Abstract: Thiazolo[5,4-d]thiazoles (TTzs) are attractive materials for a variety of photochemical and electrochemical applications due to their simple syntheses, strong fluorescence, and high chemical stability. The unique fused, bicyclic TTz molecular structure enables multifunctional properties, high-performance fluorescence sensing, anolyte materials for redox-flow batteries, and as efficient photocatalysts. Dipyridinium, extended-viologen TTz derivatives exhibit high fluorescent quantum yields (> 90%) and reversible electrochromic properties. Simple TTz chromogenic hydrogel devices display electrochromism, electrofluorochromism, and photochromism and exhibit excellent reversibility and stable fluorescence cycling.
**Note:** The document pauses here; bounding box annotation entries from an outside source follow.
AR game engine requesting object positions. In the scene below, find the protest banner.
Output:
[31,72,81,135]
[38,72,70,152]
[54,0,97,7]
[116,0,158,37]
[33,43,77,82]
We have also shown the ability of alkylated dipyridinium TTzs to drive the formal addition of potassium organotrifluoroborates (alkyl-BF3K) to imines with good efficiencies (isolated yields ~ 80-90%) and turnover numbers (TON, 400-700), using surprisingly low mol% (0.05-0.1) photocatalyst. Newly designed, asymmetrically substituted, push-pull TTz materials show strong solvatofluorochromism and are being evaluated as voltage-sensitive dyes for cell membrane potential sensing. Asymmetric TTzs can be used as a cell membrane VSD and have shown good cell membrane localization, insignificant cytotoxicity, and photostabilities that are 4 times higher than comparable dyes. Presented is the recent work covering these high-performance applications and current studies of TTz chromophores for efficient for solid-state fluorescence sensing, photoinduced electron transfer, photochromism, and related solar applications.